Text description provided by the architects. The 188,447 SF research facility was intended to establish an identity as a striking campus gateway, while also delivering on the client’s need for a sustainable “workhorse” laboratory building. The building’s five above-grade levels and basement will house various scientific disciplines that will utilize the building’s mixture of laboratories, which includes high bay space, high hood-density laboratories, and three levels of generic life sciences laboratories. The custom-designed, heavily reinforced basement level will house the world’s first compact X-ray free-electron laser.
The building’s primary form is an expression of the three research “neighborhoods” that comprise each floor plan. Forming the northern edge of a research quadrangle centered on a James Turrell installation, the three building segments have been strategically positioned to protect the view from within the installation. The distinctive copper exterior is a nod to Arizona’s roots (copper being one of Arizona’s historic “Five Cs” that drove the state’s early economy) and a unique expression of the reddish hue that permeates the campus architecture.
Designed to achieve LEED Platinum®, with an energy savings goal of 44% compared to existing campus laboratories, Biodesign C is intended to be the most energy efficient lab on campus. Balancing performance, aesthetics, and budget, the distinctive outer copper screen wraps around a primary skin of insulated metal panels to create a high-performance dual façade. Comprised of thousands of copper panels, the screen features eight different levels of perforation.

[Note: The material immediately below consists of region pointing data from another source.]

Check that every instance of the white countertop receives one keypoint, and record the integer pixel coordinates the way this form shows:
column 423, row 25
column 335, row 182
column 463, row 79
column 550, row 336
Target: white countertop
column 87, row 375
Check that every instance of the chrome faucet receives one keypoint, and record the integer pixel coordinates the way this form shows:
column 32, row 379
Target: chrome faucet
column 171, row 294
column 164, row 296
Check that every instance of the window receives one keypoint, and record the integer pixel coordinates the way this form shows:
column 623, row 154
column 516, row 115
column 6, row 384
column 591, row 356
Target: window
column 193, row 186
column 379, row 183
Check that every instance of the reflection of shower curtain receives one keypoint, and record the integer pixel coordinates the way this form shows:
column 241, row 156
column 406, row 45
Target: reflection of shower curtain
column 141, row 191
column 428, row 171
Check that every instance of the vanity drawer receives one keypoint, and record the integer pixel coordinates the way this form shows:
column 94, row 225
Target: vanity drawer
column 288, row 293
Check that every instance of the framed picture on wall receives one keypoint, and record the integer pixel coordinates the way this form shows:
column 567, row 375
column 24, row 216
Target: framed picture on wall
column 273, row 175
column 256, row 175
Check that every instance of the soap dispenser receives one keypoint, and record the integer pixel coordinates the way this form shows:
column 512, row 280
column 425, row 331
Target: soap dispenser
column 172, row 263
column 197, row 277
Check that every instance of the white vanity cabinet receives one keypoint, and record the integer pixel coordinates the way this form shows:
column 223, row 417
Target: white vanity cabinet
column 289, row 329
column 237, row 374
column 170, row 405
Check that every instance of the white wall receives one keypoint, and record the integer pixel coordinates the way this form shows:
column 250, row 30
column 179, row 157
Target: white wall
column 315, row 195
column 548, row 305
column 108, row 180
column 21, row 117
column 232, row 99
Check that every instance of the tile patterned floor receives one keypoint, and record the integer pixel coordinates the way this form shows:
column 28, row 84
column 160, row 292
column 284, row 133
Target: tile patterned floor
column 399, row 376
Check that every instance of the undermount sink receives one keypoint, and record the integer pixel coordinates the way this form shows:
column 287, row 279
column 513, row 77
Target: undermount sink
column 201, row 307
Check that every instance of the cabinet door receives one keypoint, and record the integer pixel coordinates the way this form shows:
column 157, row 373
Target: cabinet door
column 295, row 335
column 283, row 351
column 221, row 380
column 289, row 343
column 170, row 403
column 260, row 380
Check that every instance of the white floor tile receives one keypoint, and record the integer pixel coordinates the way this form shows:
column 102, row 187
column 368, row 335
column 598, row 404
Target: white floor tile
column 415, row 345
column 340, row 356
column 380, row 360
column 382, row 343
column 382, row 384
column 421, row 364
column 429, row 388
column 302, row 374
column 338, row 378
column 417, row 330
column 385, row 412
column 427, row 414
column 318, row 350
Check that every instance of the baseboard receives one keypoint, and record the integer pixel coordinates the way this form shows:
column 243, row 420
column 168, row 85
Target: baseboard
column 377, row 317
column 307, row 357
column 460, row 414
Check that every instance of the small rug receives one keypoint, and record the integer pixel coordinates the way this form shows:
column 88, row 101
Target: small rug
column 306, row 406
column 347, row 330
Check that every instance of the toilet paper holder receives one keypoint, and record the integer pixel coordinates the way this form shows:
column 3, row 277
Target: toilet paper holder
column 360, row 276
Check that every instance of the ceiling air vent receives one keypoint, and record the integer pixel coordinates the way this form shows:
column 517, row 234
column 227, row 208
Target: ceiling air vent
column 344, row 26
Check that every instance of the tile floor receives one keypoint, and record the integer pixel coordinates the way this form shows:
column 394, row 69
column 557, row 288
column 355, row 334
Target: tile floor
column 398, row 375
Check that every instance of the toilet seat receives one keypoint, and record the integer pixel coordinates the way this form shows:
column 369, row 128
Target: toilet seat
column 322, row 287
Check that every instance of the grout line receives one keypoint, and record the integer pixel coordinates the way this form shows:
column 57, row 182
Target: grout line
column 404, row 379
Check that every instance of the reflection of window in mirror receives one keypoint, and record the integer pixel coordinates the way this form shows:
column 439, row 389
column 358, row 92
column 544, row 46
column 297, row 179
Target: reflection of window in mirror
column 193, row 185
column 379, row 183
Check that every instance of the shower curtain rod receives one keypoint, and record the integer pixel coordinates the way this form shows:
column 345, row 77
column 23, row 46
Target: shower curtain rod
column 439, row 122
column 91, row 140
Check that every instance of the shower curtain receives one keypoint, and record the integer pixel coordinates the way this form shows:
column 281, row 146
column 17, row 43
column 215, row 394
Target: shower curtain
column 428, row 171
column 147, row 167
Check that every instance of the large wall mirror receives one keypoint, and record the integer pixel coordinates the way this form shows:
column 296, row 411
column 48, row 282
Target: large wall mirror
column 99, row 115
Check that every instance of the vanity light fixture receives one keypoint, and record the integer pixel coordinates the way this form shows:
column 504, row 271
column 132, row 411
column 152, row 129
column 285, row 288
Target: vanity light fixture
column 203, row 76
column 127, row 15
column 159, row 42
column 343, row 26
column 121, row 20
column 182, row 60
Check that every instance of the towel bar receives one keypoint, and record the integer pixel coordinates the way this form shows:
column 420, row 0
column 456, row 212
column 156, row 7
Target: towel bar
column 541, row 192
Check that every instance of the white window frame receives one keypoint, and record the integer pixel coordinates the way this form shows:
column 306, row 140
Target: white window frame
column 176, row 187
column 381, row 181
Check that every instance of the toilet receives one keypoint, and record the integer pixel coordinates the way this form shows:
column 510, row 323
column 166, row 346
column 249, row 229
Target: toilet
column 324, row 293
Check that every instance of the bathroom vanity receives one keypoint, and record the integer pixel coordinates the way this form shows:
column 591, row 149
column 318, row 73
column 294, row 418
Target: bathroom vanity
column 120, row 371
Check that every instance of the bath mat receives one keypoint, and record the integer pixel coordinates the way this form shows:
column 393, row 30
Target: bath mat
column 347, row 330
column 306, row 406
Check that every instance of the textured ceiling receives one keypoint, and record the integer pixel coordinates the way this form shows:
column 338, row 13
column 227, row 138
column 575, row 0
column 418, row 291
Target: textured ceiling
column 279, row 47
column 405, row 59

Intensive studies of the site’s micro-climate and façade-specific conditions informed their calibration and positioning to minimize solar heat gain, optimize daylighting and visual comfort, and provide unobstructed views out.
As a shading device, the screen reduces the surface temperature of the inner façade by roughly 65 degrees on hot summer days, significantly reducing the cooling load on perimeter spaces.
Further combining form and function, a plaza has been carved out of the building’s base, which allows for al fresco breaks and meetings, despite the desert heat. Three levels of labs located directly above such a space would typically require heavy concrete shear walls. However, melding design excellence and structural integrity, a series of sloped and vertical columns was devised to provide lateral bracing. While an elegant and innovative design solution, it posed a unique challenge—some columns are angled, some upright, and one is three stories tall. Multiple large-scale mockups helped perfect the mix and formwork for each condition.
The building’s biophilic design elements are intended to foster a positive, productive indoor environment, while maintaining connection with nature and community. A 35% window-to-wall ratio and transparent layering of spaces ensures daylight floods above-grade interiors. Abundant windows and the glass-enclosed lobby overlook active campus thoroughfares and a grove of vibrant palo verdes. Glass hangar doors seamlessly connect ground-floor maker spaces with the grove. The untreated copper façade will patina gradually, emulating the irregular, ever-evolving colors and textures of the desert.